In ICC, this study showed SII as the only independent risk factor on RFS and OS of patients. Two previous studies have also investigated the role of SII in OS among ICC patients [18, 19]. Their results both indicated higher SII was associated with poorer patient survival in ICC, which was consistent with our results. However, one of them also showed that NLR had a better significance as a biomarker on ICC patient. The inconsistent results on NLR might be caused by different cohorts because they did not focus on the patients underwent a curative therapy but the whole ICC cohort.

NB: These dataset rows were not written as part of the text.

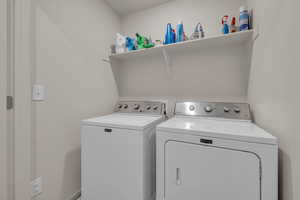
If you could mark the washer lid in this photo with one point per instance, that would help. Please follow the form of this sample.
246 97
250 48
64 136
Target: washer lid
226 129
124 121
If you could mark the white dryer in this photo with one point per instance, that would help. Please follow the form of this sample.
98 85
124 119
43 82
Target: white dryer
212 151
118 152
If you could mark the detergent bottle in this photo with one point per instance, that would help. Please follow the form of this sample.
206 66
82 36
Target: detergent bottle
244 18
170 35
225 28
180 32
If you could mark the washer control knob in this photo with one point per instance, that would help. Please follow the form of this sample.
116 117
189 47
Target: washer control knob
226 109
155 107
208 109
136 106
237 109
192 108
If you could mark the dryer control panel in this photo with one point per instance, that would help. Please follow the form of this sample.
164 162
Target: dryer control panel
150 107
239 111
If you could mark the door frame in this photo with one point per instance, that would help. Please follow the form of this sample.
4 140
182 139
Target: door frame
3 90
23 21
21 48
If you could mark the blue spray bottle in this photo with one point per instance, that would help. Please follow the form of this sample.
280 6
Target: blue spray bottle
225 28
180 32
170 35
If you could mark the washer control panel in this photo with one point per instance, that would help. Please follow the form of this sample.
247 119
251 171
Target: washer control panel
239 111
140 107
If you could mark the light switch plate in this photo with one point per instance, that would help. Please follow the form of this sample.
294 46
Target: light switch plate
36 186
38 93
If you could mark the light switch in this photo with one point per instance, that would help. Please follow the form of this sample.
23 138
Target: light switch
36 186
38 93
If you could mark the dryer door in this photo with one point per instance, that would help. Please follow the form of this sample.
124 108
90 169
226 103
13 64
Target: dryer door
199 172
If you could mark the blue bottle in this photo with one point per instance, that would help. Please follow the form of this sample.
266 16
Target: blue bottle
225 28
180 32
244 18
170 35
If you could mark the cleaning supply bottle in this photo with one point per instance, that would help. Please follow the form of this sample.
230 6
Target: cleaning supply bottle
198 32
170 35
244 18
120 43
180 32
225 28
233 27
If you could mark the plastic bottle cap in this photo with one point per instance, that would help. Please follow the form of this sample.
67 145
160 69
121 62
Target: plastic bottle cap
243 8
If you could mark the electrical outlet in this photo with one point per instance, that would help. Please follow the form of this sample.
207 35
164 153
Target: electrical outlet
36 187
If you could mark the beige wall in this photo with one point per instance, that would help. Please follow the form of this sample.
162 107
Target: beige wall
72 36
216 73
274 84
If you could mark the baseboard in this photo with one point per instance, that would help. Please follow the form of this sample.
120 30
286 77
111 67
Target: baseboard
75 196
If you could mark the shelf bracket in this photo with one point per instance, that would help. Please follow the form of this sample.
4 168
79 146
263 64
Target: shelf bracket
167 60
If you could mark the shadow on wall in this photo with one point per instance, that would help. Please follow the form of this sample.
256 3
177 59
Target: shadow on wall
285 185
71 173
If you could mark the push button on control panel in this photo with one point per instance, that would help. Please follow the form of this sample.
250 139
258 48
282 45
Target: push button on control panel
208 109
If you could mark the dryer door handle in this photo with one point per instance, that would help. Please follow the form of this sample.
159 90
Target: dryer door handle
206 141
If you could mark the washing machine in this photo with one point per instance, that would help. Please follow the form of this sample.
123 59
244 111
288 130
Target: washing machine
212 151
118 152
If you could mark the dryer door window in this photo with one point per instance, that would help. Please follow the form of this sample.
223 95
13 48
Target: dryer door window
199 172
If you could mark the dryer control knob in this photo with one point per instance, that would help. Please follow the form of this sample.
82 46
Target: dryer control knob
155 107
237 110
226 109
192 108
136 106
208 109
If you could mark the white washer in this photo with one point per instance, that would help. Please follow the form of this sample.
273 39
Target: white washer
118 152
213 151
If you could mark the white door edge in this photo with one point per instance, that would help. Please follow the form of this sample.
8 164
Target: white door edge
3 88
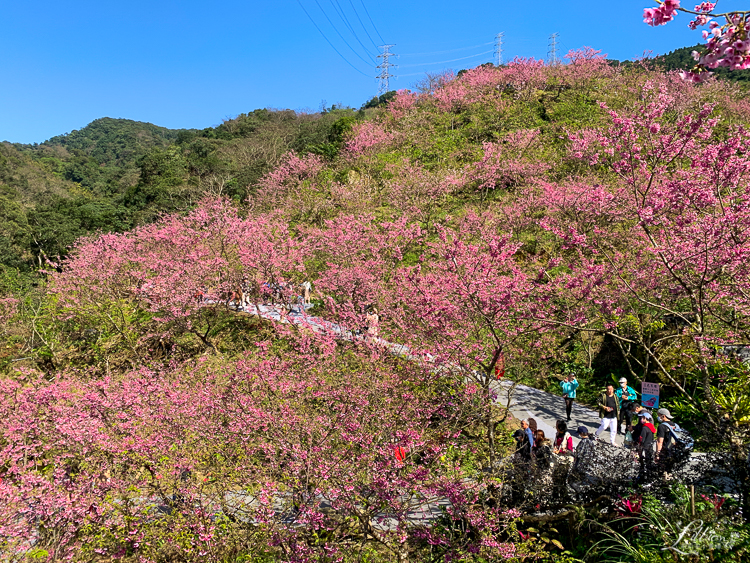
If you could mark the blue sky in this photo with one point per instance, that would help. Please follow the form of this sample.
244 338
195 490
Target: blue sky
193 64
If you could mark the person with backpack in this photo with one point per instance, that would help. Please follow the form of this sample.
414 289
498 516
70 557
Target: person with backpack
563 444
672 442
523 447
609 413
643 442
569 386
627 396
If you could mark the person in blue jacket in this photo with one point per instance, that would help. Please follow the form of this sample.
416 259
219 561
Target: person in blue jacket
569 386
627 397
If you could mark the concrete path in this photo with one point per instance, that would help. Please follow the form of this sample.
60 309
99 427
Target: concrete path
547 409
525 402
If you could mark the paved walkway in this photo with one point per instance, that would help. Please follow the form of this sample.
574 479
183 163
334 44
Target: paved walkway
525 402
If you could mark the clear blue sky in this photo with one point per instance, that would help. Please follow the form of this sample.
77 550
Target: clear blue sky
192 64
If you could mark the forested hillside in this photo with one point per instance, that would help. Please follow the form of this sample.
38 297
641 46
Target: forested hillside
526 222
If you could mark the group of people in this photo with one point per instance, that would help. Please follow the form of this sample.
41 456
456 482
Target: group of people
656 448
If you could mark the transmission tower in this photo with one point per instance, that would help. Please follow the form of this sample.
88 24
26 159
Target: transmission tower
552 50
384 75
499 48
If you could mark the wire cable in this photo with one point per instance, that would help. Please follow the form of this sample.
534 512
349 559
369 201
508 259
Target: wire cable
450 61
342 15
370 18
363 25
339 34
331 44
449 51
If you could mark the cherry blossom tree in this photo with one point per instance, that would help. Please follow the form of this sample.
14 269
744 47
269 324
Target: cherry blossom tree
658 259
292 457
727 44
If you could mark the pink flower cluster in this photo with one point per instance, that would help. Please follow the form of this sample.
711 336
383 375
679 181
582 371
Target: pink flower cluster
727 45
662 14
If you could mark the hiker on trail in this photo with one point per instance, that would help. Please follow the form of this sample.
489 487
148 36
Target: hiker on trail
523 447
306 286
569 386
528 431
673 444
585 454
563 444
643 442
372 323
627 396
244 294
542 450
609 412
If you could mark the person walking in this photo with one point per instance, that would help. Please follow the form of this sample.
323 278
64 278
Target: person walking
306 286
643 438
626 396
673 444
529 432
563 444
523 447
609 412
372 323
569 386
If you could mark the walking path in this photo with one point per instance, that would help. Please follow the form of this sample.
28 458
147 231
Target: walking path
525 402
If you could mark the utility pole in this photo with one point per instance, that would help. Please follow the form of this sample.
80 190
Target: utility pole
384 75
499 48
552 50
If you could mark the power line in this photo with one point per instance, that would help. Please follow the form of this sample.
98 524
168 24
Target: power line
385 76
342 15
373 23
448 51
339 34
499 48
363 25
327 40
552 50
449 61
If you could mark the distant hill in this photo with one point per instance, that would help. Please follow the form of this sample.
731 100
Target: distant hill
115 141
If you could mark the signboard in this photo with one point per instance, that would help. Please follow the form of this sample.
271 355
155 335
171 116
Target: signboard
650 392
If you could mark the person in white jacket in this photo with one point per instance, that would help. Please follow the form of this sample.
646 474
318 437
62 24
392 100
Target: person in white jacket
569 386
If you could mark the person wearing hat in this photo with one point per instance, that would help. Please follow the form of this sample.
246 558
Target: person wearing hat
609 413
523 447
569 386
663 434
627 396
643 442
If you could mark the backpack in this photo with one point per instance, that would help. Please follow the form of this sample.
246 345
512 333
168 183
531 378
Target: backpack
680 437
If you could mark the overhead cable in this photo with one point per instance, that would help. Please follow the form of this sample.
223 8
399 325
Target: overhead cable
329 42
368 63
449 51
342 15
449 61
373 23
363 25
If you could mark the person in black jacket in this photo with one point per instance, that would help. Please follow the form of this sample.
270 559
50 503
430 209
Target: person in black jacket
643 442
523 446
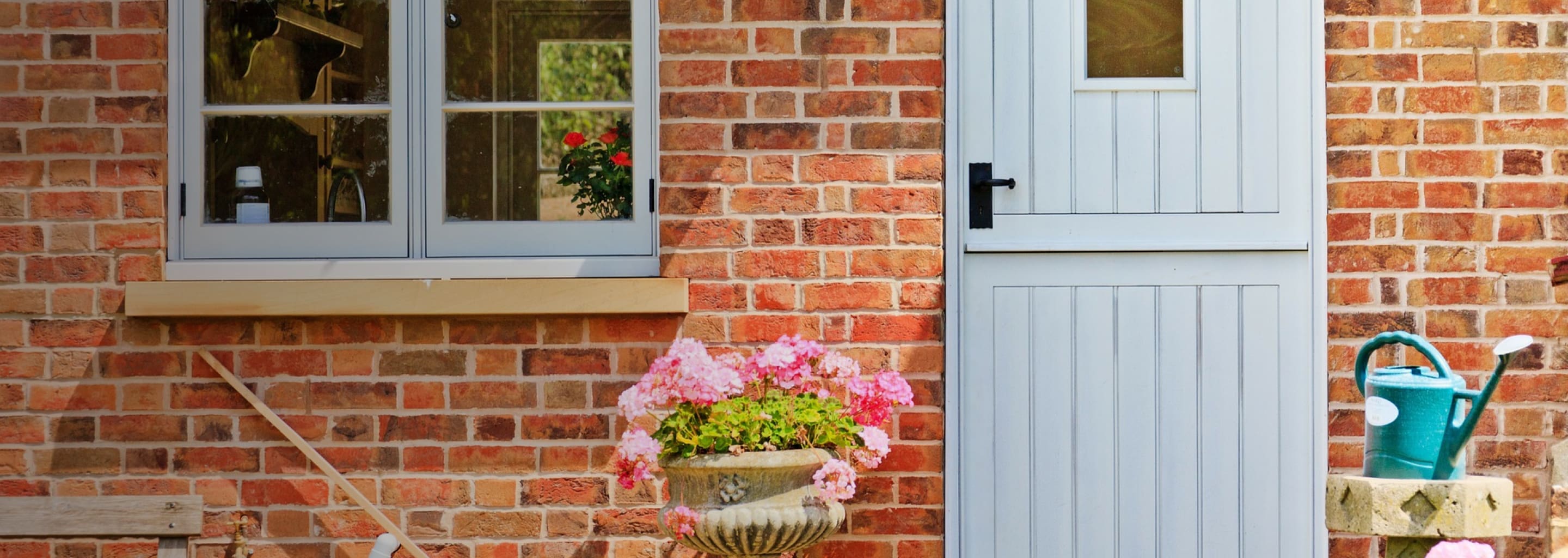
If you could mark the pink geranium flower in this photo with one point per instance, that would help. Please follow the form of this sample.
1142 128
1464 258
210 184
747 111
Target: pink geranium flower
875 450
788 362
836 480
1460 549
635 458
871 402
683 521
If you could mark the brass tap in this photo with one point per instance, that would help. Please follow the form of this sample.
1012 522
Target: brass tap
237 548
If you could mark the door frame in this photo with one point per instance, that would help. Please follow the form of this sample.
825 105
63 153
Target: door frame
954 253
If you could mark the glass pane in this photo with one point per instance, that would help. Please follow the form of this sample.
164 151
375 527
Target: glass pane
309 168
1136 38
286 52
538 51
538 167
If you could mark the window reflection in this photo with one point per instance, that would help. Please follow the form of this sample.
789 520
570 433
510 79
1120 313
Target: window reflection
1136 38
521 165
283 52
348 184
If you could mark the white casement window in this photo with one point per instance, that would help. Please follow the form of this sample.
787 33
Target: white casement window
400 138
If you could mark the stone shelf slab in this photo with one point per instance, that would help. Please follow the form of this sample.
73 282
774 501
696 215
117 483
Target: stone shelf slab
1474 507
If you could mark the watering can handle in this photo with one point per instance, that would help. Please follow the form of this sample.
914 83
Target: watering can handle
1404 337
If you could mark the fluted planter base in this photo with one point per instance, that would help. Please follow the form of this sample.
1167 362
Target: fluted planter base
758 504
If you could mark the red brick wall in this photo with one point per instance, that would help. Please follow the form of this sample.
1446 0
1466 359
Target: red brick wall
1448 162
802 165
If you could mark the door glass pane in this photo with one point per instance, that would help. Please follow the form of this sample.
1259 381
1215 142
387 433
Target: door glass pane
538 51
538 167
1136 38
284 52
308 168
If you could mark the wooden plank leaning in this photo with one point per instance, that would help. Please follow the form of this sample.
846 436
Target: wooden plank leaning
316 457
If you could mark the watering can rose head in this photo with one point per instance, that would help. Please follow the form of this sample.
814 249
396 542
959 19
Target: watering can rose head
791 396
1460 549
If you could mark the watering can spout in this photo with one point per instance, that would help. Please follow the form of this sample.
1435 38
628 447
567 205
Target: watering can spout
1459 435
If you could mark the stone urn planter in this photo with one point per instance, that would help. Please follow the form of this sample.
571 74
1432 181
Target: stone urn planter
756 504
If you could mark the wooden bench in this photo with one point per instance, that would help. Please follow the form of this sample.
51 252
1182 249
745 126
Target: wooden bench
173 519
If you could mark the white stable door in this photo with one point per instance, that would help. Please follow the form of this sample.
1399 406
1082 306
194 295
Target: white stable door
1136 364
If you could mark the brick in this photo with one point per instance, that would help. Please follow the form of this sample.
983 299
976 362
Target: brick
129 173
280 491
509 460
1509 259
775 10
703 168
565 491
54 77
792 135
71 333
703 104
690 11
1373 68
896 328
493 396
1371 7
571 361
778 264
896 135
778 41
775 72
1449 163
844 40
899 72
77 462
846 297
709 41
424 364
1363 132
1365 195
1448 226
703 233
1523 66
132 46
844 168
896 264
1539 195
52 15
143 428
1449 99
1545 131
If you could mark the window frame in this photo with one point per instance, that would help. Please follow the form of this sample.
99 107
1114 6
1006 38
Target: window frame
1187 82
200 251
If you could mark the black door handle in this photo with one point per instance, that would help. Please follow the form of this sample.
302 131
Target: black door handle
1010 184
981 185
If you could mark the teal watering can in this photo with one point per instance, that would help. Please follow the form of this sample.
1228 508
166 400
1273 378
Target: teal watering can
1415 416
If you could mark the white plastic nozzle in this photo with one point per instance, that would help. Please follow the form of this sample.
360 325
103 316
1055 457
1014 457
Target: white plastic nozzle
248 176
386 544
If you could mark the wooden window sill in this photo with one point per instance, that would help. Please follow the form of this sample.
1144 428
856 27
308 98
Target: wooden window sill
405 297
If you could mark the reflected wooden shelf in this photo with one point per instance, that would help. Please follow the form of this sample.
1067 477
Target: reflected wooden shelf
298 22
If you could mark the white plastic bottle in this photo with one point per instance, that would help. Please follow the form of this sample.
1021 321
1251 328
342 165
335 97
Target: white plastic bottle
250 199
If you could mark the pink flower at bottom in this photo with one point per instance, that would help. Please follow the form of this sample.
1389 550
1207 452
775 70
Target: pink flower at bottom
683 521
836 480
1460 549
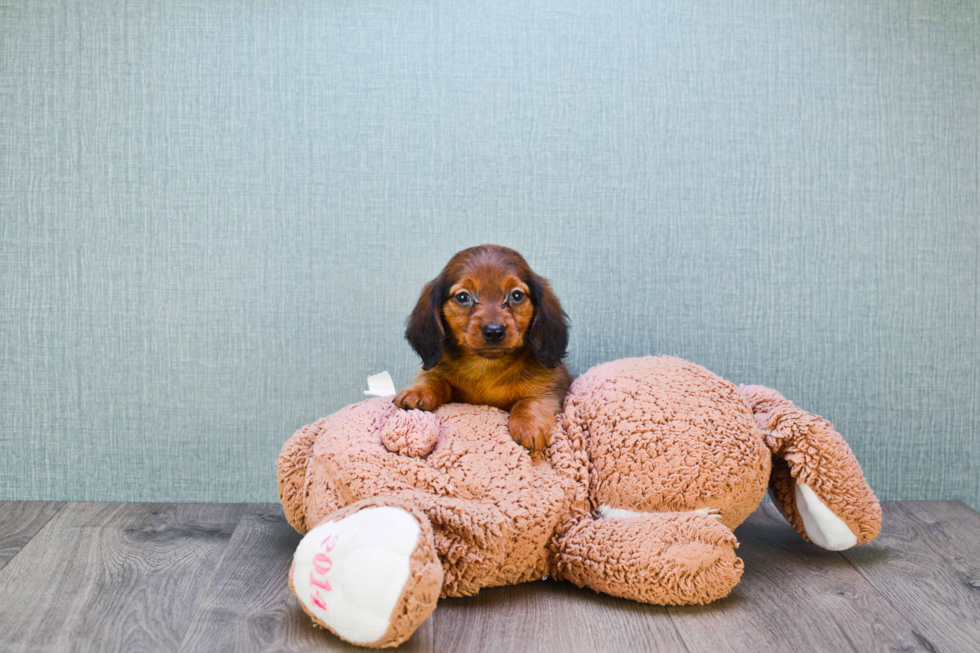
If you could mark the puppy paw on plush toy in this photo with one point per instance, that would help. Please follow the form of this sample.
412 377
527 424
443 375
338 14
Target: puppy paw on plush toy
652 463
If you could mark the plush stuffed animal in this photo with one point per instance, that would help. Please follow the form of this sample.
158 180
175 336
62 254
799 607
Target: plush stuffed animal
651 465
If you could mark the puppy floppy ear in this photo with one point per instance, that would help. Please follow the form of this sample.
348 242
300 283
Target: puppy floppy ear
548 335
424 330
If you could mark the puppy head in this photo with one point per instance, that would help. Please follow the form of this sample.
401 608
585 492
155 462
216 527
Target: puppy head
487 302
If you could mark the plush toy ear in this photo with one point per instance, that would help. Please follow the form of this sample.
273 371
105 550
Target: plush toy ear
424 330
548 335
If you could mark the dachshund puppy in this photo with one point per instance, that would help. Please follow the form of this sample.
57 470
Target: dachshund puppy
490 331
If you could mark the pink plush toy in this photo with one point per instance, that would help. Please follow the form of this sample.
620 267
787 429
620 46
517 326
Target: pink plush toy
652 463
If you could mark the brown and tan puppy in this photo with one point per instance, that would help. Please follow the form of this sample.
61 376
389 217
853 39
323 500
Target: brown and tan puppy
490 331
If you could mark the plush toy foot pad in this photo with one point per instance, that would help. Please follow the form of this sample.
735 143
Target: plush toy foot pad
823 527
350 573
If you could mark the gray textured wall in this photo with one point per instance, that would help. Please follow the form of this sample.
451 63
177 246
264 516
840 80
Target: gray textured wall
216 215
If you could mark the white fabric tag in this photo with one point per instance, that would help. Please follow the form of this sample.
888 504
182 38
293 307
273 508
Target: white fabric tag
380 385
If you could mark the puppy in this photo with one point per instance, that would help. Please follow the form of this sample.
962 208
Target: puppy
490 331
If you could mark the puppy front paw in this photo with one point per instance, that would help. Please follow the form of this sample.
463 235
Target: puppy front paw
530 428
418 397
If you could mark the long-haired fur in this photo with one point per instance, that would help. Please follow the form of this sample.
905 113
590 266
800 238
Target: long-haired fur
516 366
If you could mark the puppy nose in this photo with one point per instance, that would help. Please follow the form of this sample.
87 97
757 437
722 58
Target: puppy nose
493 332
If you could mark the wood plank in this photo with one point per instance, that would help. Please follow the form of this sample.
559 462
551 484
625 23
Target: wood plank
113 577
793 596
19 522
550 616
249 606
926 564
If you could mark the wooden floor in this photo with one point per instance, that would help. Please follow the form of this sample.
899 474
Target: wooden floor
169 577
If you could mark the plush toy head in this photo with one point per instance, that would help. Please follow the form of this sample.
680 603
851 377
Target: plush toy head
653 462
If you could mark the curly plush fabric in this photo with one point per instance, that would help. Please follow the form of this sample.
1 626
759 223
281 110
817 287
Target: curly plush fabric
653 463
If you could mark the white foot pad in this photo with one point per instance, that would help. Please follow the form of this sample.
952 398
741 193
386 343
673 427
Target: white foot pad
823 527
350 573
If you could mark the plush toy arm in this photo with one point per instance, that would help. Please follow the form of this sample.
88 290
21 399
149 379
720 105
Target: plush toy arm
291 472
816 481
670 558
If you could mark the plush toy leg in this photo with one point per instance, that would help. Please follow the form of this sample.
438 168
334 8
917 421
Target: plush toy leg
662 558
816 481
369 572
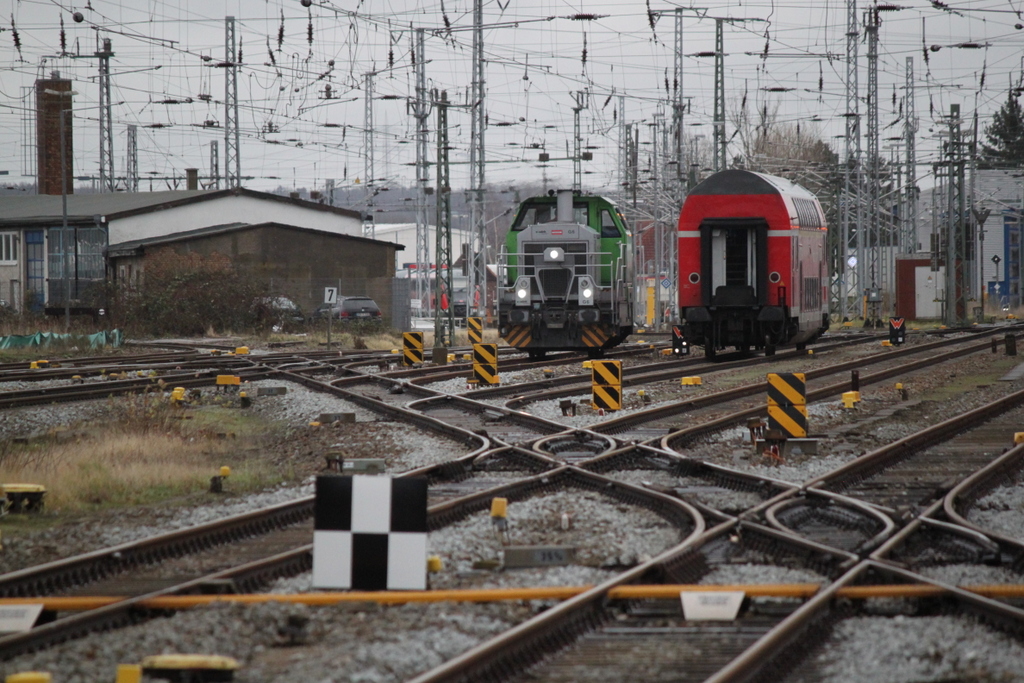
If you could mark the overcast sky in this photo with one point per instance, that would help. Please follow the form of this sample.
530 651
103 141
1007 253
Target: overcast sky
539 52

The present study did contain a few limitations. Firstly, this was a retrospective study with not large sample size. Further prospective, multicenter clinical studies with large cohorts should be performed to validate the values of these inflammatory biomarkers in ICC. Secondly, these inflammatory biomarkers were assessed by single measurements during admission, which might cause uncontrolled bias. Thirdly, some factors which could make an impact on these inflammatory biomarkers, such as smoking and alcoholic, were not fully under control.


In summary, our study shows SII can effectively predict the prognosis of ICC patient undergone curative hepatectomy, while NLR, PLR, and LMR are not related with clinical outcomes of these patients.